Remedies
Marin v. Hutton, 589 U.S. 345 (2023)
Study notes for Marin v. Hutton: professor notes, cold call prep, exam angles, and memory aids.
Specific performance is an appropriate remedy for breach of contract involving unique real estate when monetary damages are inadequate.
In 'Marin v. Hutton', the Supreme Court underscores the principles governing specific performance as an equitable remedy in contracts involving unique real estate. The Court highlighted the inherent value of unique properties that cannot be substituted through monetary compensation, asserting that monetary damages would inadequately address the non-economic loss suffered by the buyer, Marin. Furthermore, the Court's ruling reaffirms the significance of honoring contractual obligations, particularly when a seller seeks to retract from a sale in favor of a more lucrative offer.
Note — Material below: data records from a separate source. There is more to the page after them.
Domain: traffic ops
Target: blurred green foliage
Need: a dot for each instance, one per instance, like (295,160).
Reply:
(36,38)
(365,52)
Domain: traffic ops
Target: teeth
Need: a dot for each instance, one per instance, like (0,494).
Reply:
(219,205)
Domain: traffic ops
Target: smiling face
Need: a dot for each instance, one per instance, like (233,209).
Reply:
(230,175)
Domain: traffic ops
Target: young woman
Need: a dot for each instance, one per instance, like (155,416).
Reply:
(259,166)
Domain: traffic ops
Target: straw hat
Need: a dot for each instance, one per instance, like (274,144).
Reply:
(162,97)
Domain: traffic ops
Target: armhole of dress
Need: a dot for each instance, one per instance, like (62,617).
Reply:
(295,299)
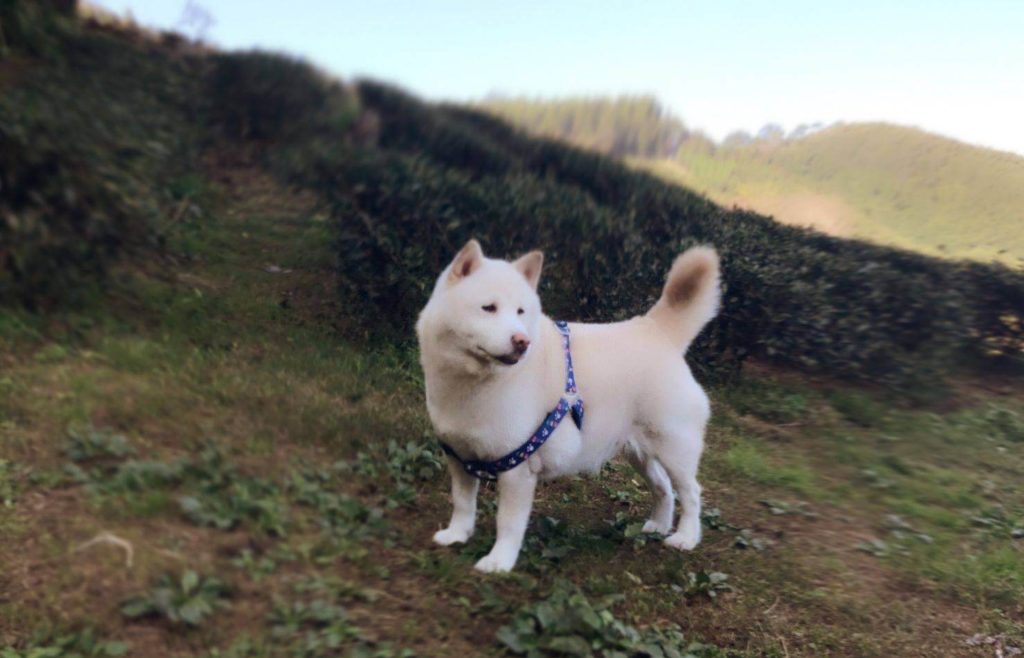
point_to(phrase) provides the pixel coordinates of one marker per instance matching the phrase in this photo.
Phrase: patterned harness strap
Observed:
(489, 470)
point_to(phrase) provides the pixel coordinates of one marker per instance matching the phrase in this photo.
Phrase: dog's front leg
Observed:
(515, 497)
(464, 488)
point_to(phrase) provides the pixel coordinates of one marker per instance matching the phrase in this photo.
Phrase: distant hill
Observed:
(627, 126)
(886, 183)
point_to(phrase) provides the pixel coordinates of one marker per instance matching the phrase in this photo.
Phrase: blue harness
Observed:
(489, 470)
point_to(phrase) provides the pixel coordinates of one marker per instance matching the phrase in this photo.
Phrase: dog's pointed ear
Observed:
(529, 265)
(466, 261)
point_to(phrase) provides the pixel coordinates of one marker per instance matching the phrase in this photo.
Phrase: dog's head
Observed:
(483, 313)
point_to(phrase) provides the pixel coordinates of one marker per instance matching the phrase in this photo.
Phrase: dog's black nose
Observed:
(519, 343)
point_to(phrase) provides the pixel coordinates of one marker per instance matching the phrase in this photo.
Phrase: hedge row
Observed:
(97, 142)
(796, 297)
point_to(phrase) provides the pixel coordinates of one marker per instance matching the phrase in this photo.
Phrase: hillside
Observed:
(627, 126)
(213, 438)
(885, 183)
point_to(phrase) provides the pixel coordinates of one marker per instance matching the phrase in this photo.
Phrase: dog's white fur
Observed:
(639, 394)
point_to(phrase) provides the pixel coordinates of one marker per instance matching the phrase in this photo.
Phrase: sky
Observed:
(951, 68)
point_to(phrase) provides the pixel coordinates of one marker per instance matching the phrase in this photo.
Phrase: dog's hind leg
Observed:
(660, 488)
(678, 447)
(464, 489)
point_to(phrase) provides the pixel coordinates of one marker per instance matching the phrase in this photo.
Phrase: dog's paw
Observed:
(495, 564)
(448, 536)
(653, 527)
(683, 540)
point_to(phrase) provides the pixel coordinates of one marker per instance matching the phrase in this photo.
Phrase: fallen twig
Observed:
(113, 539)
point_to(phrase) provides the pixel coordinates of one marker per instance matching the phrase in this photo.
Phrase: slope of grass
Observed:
(902, 186)
(314, 509)
(202, 458)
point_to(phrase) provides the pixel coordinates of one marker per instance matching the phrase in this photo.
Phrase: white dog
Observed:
(498, 380)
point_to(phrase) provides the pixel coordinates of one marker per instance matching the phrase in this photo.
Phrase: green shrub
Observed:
(792, 296)
(33, 27)
(186, 600)
(89, 151)
(266, 96)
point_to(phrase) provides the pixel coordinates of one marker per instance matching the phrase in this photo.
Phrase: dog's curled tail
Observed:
(690, 297)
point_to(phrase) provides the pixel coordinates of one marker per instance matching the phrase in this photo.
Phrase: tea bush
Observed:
(264, 96)
(90, 149)
(444, 174)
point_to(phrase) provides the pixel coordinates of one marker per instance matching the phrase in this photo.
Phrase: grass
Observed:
(888, 184)
(324, 469)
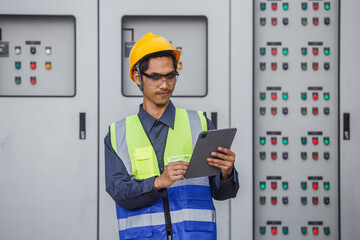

Use 'SPEAR' to remember Specific performance for Equitable remedy of A Unique real estate.
| Case | Distinction |
|---|---|
| Lake River Corp. v. Carborundum Co. | In Lake River, the court ruled against specific performance due to the absence of uniqueness, as the subject matter could be replaced by similar commodities. |
| Henningsen v. Bloomfield Motors, Inc. | Henningsen involved a standard commodity purchase with no unique characteristics, leading to a focus on monetary damages, unlike the unique real estate in Marin. |
Granting specific performance in unique real estate cases promotes reliance on contracts and stability in property transactions.
Allowing specific performance could discourage competitive offers and market fluidity, lowering sellers' motivations.
This case may appear on exams in relation to the requirements for specific performance and the concept of uniqueness in real estate transactions, along with hypothetical scenarios where the adequacy of monetary damages is challenged.